One of the most accurate census for galaxies was recently achieved by astronomers that used various observatories, such as the Hubble Space telescope. The recent calculation of galaxies is insanely higher than our previous calculation.

On the side of the earth, where you can visibly view the universe, there are 10-20 times more galaxies than the last estimation. This calculation totals out to almost two trillion galaxies. The recent total was estimated at 100 billion galaxies. By learning this number, there is a need to recalculate the number of stars that exist in the universe. The current number of stars sits at 700 sextillion. 23 zeros that follow the number 7.

This amount only comes from the part of the universe that can be seen. With 13.8 billion years in age, astronomers can only see so far into the universe. Once you go outside the Hubble telescope, everything else is blind to the eyes. There still hasn’t been enough time for the objects to deliver light to those on planet earth. In reality, it is impossible to know the exact amount of galaxies that actually do exist.

Christopher Conselice directed an international team of astronomers to utilize deep space images found through their telescope and combined it with the information of other astronomers. The team had the images converted into 3-D images. This gives researchers the opportunity to produce measurements that are more accurate for the number of galaxies, throughout various stages of the universe history.

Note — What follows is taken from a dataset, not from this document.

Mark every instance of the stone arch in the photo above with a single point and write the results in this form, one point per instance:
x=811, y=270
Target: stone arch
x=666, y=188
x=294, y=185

Peering back in time, astronomers were able to see how the universe was once filled with numerous little galaxies. These small galaxies would eventually merge together and produce greater objects, which are visible today. A recent celestial survey will display how much galaxies have evolved throughout the history of the universe.

After learning the huge addition of the galaxies that exist in the universe, Conselice went on to say, “It boggles the mind that over 90% of the galaxies in the universe have yet to be studied. Who knows what interesting properties we will find, when we discover these galaxies with future generations of telescopes.”